Le matin en allant au boulot, on écoute RFI.
La voiture file sur l’avenue de la Justice, pilotée avec dextérité par un des chauffeurs de l’agence. Mon collègue A., un burkinabé interminable dont la tête dépasse du siège, est à sa droite et moi je suis derrière. Les grands mimosas et les flamboyants de l’avenue sont en fleur, ils explosent en jaune et rouge de chaque côté de la voiture et déposent sur le bitume de petits tapis colorés. Il fait frais, il fait bon, la lumière est claire sans être crue : le soleil, pour l’heure, réserve ses violences.

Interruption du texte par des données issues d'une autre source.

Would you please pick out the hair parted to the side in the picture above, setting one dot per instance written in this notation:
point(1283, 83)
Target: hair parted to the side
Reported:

Tous les trois à l’unisson, nous écoutons des voix africaines lire les informations du jour. On voyage beaucoup. Le Sahara grignote le Burkina ; le Tout-Puissant Mazembe bat l’Espérance de Tunis par 5 à 0 ; Michel Houellebecq écoute Salif Keita ; les gesticulations de Nicolas téléscopent les élections guinéennes et les escrimeurs français les Jeux Panafricains. On apprend également qu'Omar Bongo possède en France 17 limousines. Il n’en est pas moins mort. Il est sans doute, comme disait Coluche, le plus riche du cimetière.
Depuis notre bulle ronronnante, nous nous laissons bercer par les soubresauts du continent. Oubliant un instant les nouvelles, je me rappelle l’Afrique, vue depuis le 20 heures de TF1. On n’y voyait que des kalachnikovs, des séropositifs et des enfants malnutris. Où étaient donc passés les autres ? Où étaient les mamans, les mineurs, les boulangers, les médecins, les entrepreneurs, les Haoussa, les Bambara, les Mongo, les fleuves, les sportifs, les forêts, les griots, les poètes et les vélos* ? N’est-ce pas la plus grande bêtise de la France post-colonialiste que d’ignorer sans discernement ces richesses ? De n’y plus voir que des guerres meurtrières, d’encombrants immigrés et des contrats miniers ? Cela me désole.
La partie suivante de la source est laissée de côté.